‘Postal’ is largely recognized as Maverick director Uwe Boll’s best movie. Personally I would hold up his Vietnam war flick ‘Tunnel Rats’ against ‘Postal’ as Mr. Boll’s best but when talking ‘Uwe Boll’ and ‘Best’ it’s all relative because the man is pretty much held up as the worst movie director ever by an awful lot of people who watch movies. While I’m not of these mean people, some of the criticism is justified as my man has made some really, really awful films. Just about a month a go I saw Mr. Boll’s apocalyptic biblical film ‘The Final Storm’ which was terrible. Simply terrible. But hot off the heels of ‘The Final Storm’… so hot of the heels it would almost seem that the man was shooting both movies at the same time… we have Mr. Boll’s latest movie ‘Rampage’. Rampage wasn’t just a good movie by Uwe Boll standards but it was a good movie by almost any standard that I choose to recognize.
The world, as we know it, is a mess. This isn’t any future world we’re talking about but the world that we live in right here and now. People are callous, shallow, insensitive and greedy. The media fuels this behavior with their slanted news reports and emphasis on consumerism and there are just far too many of us on the rock of the planet earth. Living in this muck is young Bill Williamson (Brendan Fletcher). Bill looks like you’re typical twenty something slacker, aimless, dead end job and living at home with parents who would like nothing better than to see him move out on his own, but not so fast my friends. Through flash forwards that cut into Bill’s seemingly mundane existence we observe the carnage he is reaping on his little neighborhood but what exactly has led to this eventual mayhem?
Bill has a best friend in Evan (Shaun Sipos) who is far more vocal and public about the problems that plague the planet right now, but Bill challenges Evan as to what he’s going to actually do about it. He’s all talk and no action according to Bill.
Bill, on the other hand, is a man of action. One fateful day Bill grabs his collection of cleverly accumulated automatic weapons and body armor, loads up, drives to a local
shopping district and rains hell. Bill will kill, kill and kill some more. That guy who didn’t know how to make a decent frappuccino? He’s dead now. That chick who was giving bad service at the Chicken Den? She didn’t make it. But those were specific targets. Generally Bill is just walking around town randomly murdering people. But this is no murder / suicide mission because young Bill has a plan. Far be it for me to spoil Bill’s plan before you get a chance to observe it for yourself.

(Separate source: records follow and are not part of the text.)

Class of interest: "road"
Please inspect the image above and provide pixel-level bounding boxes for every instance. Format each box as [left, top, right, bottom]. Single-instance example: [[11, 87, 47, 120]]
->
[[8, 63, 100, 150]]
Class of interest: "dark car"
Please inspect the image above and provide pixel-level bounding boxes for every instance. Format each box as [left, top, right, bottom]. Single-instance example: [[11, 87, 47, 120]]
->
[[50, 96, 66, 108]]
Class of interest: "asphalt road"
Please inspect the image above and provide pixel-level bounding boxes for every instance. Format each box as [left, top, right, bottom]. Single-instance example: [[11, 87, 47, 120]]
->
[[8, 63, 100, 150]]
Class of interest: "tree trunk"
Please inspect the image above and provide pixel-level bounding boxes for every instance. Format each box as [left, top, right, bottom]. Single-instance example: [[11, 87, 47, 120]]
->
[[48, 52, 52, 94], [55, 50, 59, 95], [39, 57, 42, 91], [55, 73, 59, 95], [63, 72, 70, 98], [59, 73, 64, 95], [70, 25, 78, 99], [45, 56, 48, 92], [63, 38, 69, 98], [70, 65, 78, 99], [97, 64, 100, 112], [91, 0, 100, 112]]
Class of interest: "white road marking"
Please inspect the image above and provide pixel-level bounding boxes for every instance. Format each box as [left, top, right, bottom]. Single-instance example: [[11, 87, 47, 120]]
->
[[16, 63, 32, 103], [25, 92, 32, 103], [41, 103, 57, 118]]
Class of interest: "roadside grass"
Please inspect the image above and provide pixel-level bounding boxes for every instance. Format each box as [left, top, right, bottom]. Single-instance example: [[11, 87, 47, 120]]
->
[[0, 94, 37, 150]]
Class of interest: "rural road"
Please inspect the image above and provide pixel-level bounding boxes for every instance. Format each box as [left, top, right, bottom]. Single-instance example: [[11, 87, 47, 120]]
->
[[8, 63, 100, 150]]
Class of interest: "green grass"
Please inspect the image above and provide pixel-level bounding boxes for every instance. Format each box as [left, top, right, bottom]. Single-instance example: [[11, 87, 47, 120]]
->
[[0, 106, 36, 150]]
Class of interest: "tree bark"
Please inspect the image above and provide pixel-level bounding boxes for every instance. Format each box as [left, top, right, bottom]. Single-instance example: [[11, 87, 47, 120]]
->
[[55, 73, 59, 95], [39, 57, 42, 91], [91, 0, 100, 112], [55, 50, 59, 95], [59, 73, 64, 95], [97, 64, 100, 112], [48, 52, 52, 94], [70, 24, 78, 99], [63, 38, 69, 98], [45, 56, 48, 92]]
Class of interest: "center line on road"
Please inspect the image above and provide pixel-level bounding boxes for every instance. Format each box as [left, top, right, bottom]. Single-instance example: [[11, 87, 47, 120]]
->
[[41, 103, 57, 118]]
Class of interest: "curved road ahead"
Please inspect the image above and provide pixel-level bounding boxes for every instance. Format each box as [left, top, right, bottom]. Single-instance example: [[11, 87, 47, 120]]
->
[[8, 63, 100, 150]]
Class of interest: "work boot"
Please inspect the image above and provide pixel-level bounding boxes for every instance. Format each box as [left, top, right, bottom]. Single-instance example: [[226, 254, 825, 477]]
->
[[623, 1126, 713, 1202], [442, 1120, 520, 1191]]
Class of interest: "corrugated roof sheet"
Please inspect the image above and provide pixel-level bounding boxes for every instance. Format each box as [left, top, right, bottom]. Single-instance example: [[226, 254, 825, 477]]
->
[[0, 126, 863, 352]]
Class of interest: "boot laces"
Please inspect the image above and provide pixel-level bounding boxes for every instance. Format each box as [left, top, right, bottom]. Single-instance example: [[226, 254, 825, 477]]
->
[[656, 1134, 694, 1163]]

I’ve said this before and I like to thinks it is true, but I truly believe I have the ability to discard some guys last work and only judge the value of the current work by the same person by only witnessing what it is at hand. So despite the fact that Boll’s last flick, ‘The Final Storm’, was just awful it didn’t matter in relation to this one, and lo and behold it didn’t.
With ‘Rampage’ Boll has crafted a very interesting film. It’s violent… beyond belief actually… and this isn’t cartoon violence but true to life authentically articulated violence which has repercussions and consequences. It’s almost as if Boll had just seen the Michael Ruppert interview documentary ‘Collapse’, listened to my man’s proclamations about where we are headed as a people due to our various irresponsible natures and made himself a movie out of one possible scenario of these irresponsible lives of ours.
Driving this film is a cool understated performance of Brendan Fletcher who at no point in this movie presents his character as crazy or irrational or zealous. He goes about this business of his very matter of factly which makes his character all the more chilling. To Boll’s credit, despite the fact that Bill shakes out to be about as villainous a character as characters come, he’s never presented as neither a villain nor a hero… just a disaffected, detached young man with a plan.
Now about this plan of Bill’s. Is Bill moralizing about over population, greed, and gluttony or Bill just like those he’s moralizing against and trying get paid? It’s that message, whatever you get out of it, that is strewn into this chaotic story that makes it even more compelling to watch.
So if you can, ignore the Bloodrayne’s and the Alone in the Dark’s and all those other awful videogame adaptations… note that this movie did come off a lot like a third person shooter… see what you can get out of Uwe Boll’s violent and fascinating film ‘Rampage’. But don’t worry, my man’s got a third ‘Bloodrayne’ on the horizon which should set everything right in the world again. Not that I think that movie’s going to be terrible or anything.